Menarik, tata letak Kompas hari ini, berisi catatan untuk satu dasawarsa Presiden Jokowi, yang dikemas dua halaman, di depan dan belakang.
Di halaman muka ada gambar Jokowi pakai pantofel sedang membuka pintu, akan memasuki sebuah ruang, pada 2014. Di halaman belakang ada Jokowi pakai sniker sedang membuka pintu, pada 2024, seolah akan keluar dari sebuah ruang.
Di halaman lain depan ada serial gambar Jokowi bersama Wapres Jusuf Kalla.

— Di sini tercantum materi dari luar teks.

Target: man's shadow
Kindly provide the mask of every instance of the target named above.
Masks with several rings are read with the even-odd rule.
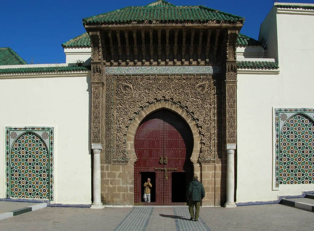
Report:
[[[167,215],[165,214],[159,214],[159,216],[164,218],[172,218],[174,219],[181,219],[181,220],[185,220],[187,221],[190,220],[190,219],[188,218],[186,218],[183,217],[181,216],[175,216],[174,215]]]

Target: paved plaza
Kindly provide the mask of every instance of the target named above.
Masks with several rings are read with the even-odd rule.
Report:
[[[4,230],[312,230],[314,213],[274,204],[201,208],[198,221],[186,207],[47,207],[0,220]]]

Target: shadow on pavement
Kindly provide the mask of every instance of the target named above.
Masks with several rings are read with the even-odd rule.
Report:
[[[175,216],[174,215],[167,215],[165,214],[160,214],[159,216],[160,217],[163,217],[164,218],[172,218],[174,219],[181,219],[181,220],[189,220],[190,219],[188,218],[184,218],[181,216]]]

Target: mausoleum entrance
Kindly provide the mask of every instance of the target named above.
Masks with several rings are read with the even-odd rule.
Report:
[[[179,115],[161,110],[141,122],[135,136],[138,160],[134,165],[134,204],[184,204],[193,174],[191,129]],[[147,178],[153,185],[150,203],[143,198]],[[186,203],[185,203],[186,204]]]

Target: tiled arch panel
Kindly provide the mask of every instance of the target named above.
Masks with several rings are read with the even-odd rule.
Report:
[[[6,128],[7,198],[53,200],[53,130]]]
[[[274,186],[314,183],[314,109],[275,110]]]

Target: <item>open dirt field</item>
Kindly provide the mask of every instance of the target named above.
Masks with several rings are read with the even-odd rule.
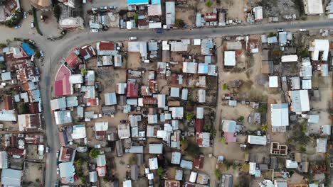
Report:
[[[39,186],[43,183],[43,164],[25,162],[23,183],[25,186]]]

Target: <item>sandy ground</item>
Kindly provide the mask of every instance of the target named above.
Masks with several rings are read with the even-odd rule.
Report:
[[[26,168],[23,182],[28,183],[27,186],[39,186],[43,181],[43,165],[32,162],[25,162]]]

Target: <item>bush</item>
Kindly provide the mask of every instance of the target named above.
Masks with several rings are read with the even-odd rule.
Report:
[[[100,155],[100,150],[98,150],[97,149],[93,148],[89,152],[89,157],[90,157],[90,158],[92,159],[96,159],[98,157],[98,155]]]
[[[0,43],[1,48],[4,48],[6,47],[7,47],[7,45],[6,43]]]
[[[207,7],[211,8],[214,4],[213,3],[211,0],[208,0],[205,4]]]
[[[184,23],[184,20],[182,19],[176,19],[174,22],[174,26],[177,28],[184,28],[185,23]]]
[[[37,30],[37,33],[38,33],[40,35],[43,35],[43,33],[41,29],[39,28],[36,10],[35,7],[33,7],[32,9],[33,9],[33,23],[35,23],[36,30]]]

Di halaman belakang dia bersama Wapres Ma’ruf Amin.
Di sini saya tak membahas Jokowi melainkan desain grafis koran. Koran sebagai kertas fisik maupun e-paper memberi peluang olah visual, suatu hal yang dalam laman web maupun aplikasi juga bisa dilakukan namun lebih merepotkan. Apalagi kalau harus mempertimbangkan ukuran berkas laman dan kecepatan akses bagi umumnya gawai pembaca.

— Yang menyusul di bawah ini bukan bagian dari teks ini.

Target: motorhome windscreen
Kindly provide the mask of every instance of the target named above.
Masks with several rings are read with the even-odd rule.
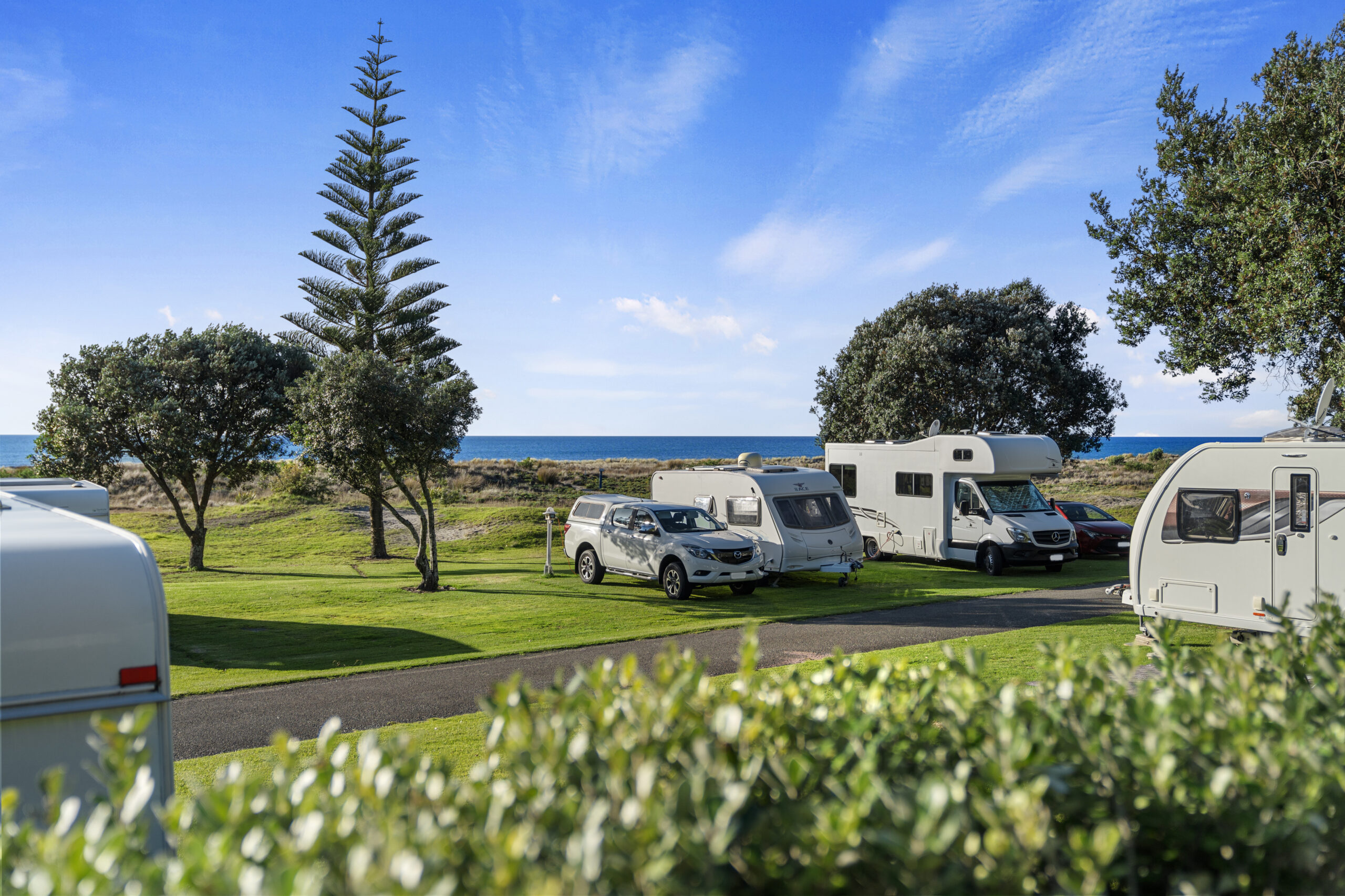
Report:
[[[699,508],[679,508],[677,510],[655,510],[654,516],[668,532],[718,532],[725,528],[718,520]]]
[[[1022,510],[1049,510],[1046,498],[1037,486],[1025,480],[1015,482],[976,482],[986,504],[995,513],[1018,513]]]
[[[850,521],[850,510],[839,494],[776,498],[775,509],[790,529],[830,529]]]

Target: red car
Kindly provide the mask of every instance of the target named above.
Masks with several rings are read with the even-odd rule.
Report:
[[[1052,501],[1067,520],[1073,523],[1079,533],[1079,555],[1084,553],[1130,553],[1128,523],[1122,523],[1102,508],[1079,501]]]

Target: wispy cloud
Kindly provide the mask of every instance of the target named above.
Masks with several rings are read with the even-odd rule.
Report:
[[[913,274],[921,271],[929,265],[948,254],[952,249],[952,238],[944,236],[942,239],[935,239],[917,249],[893,249],[890,251],[882,253],[872,262],[869,262],[869,275],[872,277],[889,277],[892,274]]]
[[[722,336],[736,339],[742,334],[742,326],[730,314],[706,314],[697,317],[685,298],[664,302],[658,296],[638,298],[613,298],[612,308],[629,314],[640,324],[663,329],[678,336]]]
[[[730,242],[720,263],[736,274],[753,274],[777,286],[818,283],[849,265],[862,235],[834,216],[794,220],[768,215],[749,232]]]
[[[742,351],[751,355],[769,355],[779,345],[777,341],[767,336],[765,333],[753,333],[744,345]]]
[[[698,38],[652,66],[623,58],[589,73],[570,130],[578,176],[597,180],[643,169],[701,118],[712,90],[732,70],[728,46]]]

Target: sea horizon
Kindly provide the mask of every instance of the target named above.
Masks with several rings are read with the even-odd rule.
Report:
[[[27,466],[36,435],[0,434],[0,466]],[[1116,435],[1079,458],[1147,454],[1157,447],[1185,454],[1205,442],[1259,442],[1259,435]],[[736,458],[744,451],[761,457],[820,457],[812,435],[468,435],[455,459],[654,461]]]

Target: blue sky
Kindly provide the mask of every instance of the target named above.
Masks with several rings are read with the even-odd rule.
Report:
[[[1124,207],[1180,64],[1256,98],[1341,3],[3,3],[0,433],[46,371],[167,325],[305,308],[334,134],[379,16],[418,230],[483,435],[804,435],[854,326],[1021,277],[1099,314],[1116,433],[1256,435],[1116,344],[1088,193]]]

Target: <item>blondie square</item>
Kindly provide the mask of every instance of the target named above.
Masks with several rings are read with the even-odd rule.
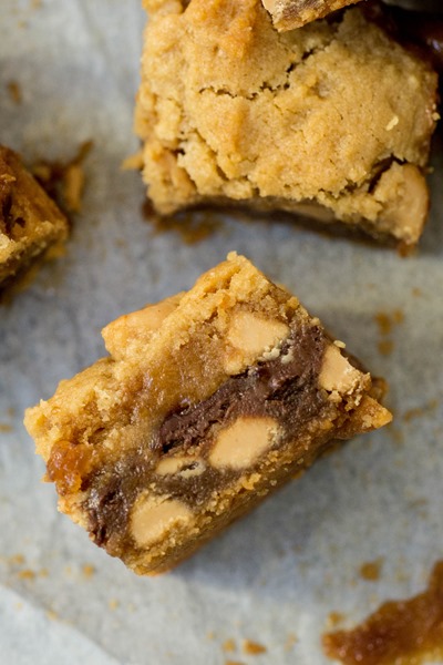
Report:
[[[60,510],[140,574],[171,569],[337,440],[391,420],[344,345],[235,253],[103,337],[110,356],[25,426]]]
[[[284,209],[413,246],[437,76],[359,7],[279,33],[260,0],[147,0],[135,126],[159,214]]]
[[[277,30],[293,30],[359,0],[262,0]]]
[[[68,221],[20,157],[0,146],[0,294],[68,237]]]

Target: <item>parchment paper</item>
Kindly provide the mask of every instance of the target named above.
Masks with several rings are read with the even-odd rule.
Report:
[[[0,309],[0,662],[322,664],[331,612],[351,625],[423,589],[443,557],[442,145],[429,226],[410,258],[282,221],[219,215],[192,245],[155,234],[140,175],[120,170],[137,147],[138,4],[1,1],[0,141],[28,162],[94,146],[66,256]],[[56,512],[22,413],[104,355],[105,324],[190,287],[230,249],[389,380],[395,421],[319,461],[175,572],[141,579]],[[379,559],[380,579],[363,580],[360,566]],[[243,653],[245,638],[266,653]],[[224,651],[229,640],[237,651]]]

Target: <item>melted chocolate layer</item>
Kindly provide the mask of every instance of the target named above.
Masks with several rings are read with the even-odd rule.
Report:
[[[291,437],[323,403],[317,379],[324,341],[317,326],[299,329],[275,360],[229,378],[209,399],[171,413],[153,449],[163,453],[177,446],[186,449],[205,439],[215,423],[227,424],[240,416],[275,418]]]
[[[264,360],[230,377],[203,402],[177,408],[167,416],[151,443],[141,444],[131,456],[92,478],[84,509],[94,541],[117,555],[122,548],[126,551],[132,546],[127,534],[130,512],[138,493],[153,481],[156,485],[153,491],[196,507],[205,503],[214,490],[245,473],[217,470],[206,463],[215,424],[226,427],[240,416],[275,418],[284,431],[276,448],[306,431],[312,418],[330,408],[327,395],[318,388],[327,339],[318,326],[297,327],[282,345],[278,358]],[[186,456],[189,449],[189,454],[195,456],[197,450],[204,461],[203,473],[185,477],[155,473],[161,459],[177,452]]]

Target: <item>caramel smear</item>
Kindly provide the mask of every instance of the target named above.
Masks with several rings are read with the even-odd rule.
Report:
[[[443,659],[443,561],[427,589],[408,601],[388,601],[351,631],[323,635],[329,658],[344,665],[419,665]]]
[[[368,582],[377,582],[380,580],[380,573],[383,562],[381,559],[377,561],[368,561],[360,566],[360,576]]]

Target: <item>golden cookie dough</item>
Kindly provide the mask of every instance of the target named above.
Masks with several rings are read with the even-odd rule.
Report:
[[[231,203],[414,245],[437,76],[356,7],[279,33],[260,0],[147,0],[135,126],[159,214]]]
[[[20,157],[0,145],[0,294],[66,237],[64,215]]]
[[[103,330],[110,356],[29,409],[59,507],[140,574],[176,565],[337,440],[381,383],[246,258]]]
[[[293,30],[359,0],[262,0],[277,30]]]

Persoalan lain, berapa banyak sih yang masih baca koran jika dibandingkan sepuluh tahun silam? Kini kebanyakan orang sudah puas membaca berita di ponsel dan tablet dengan tata letak kurang dinamis, bahkan gambar pun boleh seadanya, jika perlu tanpa memedulikan hak cipta. Sudah begitu tampilan media digital disesaki iklan pengganjal mata karena jumlahnya berlebihan.

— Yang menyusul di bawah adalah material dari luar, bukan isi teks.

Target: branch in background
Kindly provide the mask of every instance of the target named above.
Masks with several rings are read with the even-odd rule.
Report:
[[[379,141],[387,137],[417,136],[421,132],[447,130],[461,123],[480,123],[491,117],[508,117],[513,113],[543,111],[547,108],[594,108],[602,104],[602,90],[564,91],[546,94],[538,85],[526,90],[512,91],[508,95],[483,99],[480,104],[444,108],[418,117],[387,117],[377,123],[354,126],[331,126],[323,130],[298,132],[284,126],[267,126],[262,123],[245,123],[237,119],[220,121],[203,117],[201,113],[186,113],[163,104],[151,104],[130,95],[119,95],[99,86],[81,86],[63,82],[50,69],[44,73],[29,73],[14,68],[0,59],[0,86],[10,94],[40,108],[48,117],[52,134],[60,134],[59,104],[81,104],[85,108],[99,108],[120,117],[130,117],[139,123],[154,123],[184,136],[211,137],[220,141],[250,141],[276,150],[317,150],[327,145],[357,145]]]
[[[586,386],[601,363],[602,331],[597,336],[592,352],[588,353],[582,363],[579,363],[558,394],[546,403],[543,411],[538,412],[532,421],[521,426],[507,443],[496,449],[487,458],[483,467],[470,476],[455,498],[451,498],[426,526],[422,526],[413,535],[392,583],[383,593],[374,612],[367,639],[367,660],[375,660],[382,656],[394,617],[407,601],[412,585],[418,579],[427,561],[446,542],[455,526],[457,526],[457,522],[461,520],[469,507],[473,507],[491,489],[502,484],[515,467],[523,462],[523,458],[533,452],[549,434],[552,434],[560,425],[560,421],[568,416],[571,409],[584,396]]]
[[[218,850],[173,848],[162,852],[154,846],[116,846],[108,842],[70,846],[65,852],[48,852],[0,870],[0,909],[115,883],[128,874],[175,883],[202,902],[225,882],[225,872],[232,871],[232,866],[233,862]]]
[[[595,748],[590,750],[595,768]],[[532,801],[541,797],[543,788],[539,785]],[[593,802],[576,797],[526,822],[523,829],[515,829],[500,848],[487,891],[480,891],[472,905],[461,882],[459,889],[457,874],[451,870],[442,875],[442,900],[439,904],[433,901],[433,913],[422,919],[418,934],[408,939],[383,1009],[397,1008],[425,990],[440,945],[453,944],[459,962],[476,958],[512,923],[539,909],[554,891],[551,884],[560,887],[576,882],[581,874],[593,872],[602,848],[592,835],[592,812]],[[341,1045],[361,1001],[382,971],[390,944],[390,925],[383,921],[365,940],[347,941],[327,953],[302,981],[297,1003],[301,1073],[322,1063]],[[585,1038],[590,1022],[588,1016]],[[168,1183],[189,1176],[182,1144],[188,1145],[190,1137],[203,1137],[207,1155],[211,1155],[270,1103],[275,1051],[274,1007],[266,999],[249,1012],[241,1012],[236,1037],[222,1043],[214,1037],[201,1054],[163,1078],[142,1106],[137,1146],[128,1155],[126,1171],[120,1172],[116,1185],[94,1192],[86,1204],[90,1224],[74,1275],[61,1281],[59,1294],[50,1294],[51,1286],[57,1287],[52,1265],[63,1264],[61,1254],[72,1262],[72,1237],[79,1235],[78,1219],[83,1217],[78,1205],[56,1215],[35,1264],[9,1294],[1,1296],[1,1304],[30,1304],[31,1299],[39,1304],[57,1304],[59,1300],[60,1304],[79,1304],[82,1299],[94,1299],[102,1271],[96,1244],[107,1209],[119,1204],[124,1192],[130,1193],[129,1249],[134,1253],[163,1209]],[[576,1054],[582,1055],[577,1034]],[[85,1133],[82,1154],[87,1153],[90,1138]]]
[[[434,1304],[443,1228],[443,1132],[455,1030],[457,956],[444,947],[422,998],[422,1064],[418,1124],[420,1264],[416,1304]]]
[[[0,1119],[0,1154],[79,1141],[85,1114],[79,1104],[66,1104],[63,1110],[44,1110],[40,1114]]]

Informasi sudah sangat deras, orang tak perlu berkhidmat dalam membaca berita. Orang ingin cepat mencerna semua berita yang mereka perlukan, namun di sisi lain masih ada media berita dengan berputar-putar, pakai halaman bersambung lebih dari sekali pula, seolah-olah meniru gaya koran padahal tujuannya bukan untuk menyiasati ruang melainkan trafik dan iklan. Kenyamanan baca bukanlah prioritas.
Bahkan “jurnalisme segini” dan “jurnalisme begini” dalam judul seperti menjadi pakem baru. Jangan sampai orang cukup membaca judul dan intro sudah tahu isinya, apalagi nasib berita cuma menjadi tangkapan layar untuk dibagikan, tanpa menyertakan tautan.
Yeah, zaman sudah berubah. Orang old skool seperti saya cukup menonton saja. Beruntunglah saya, masih ada media yang cocok untuk orang sekolah lawas, entah sampai kapan. Maksud saya media dengan liputan mendalam, jika perlu dengan kajian data dan investigasi, disertai ilustrasi dan foto yang layak pandang hasil karya awak redaksi.
Bagi pembaca, urusannya lebih simpel. Kalau cuma urusan visual pemanja mata, di media sosial banyak yang bagus. Ngapain juga berharap dari media berita terlembagakan?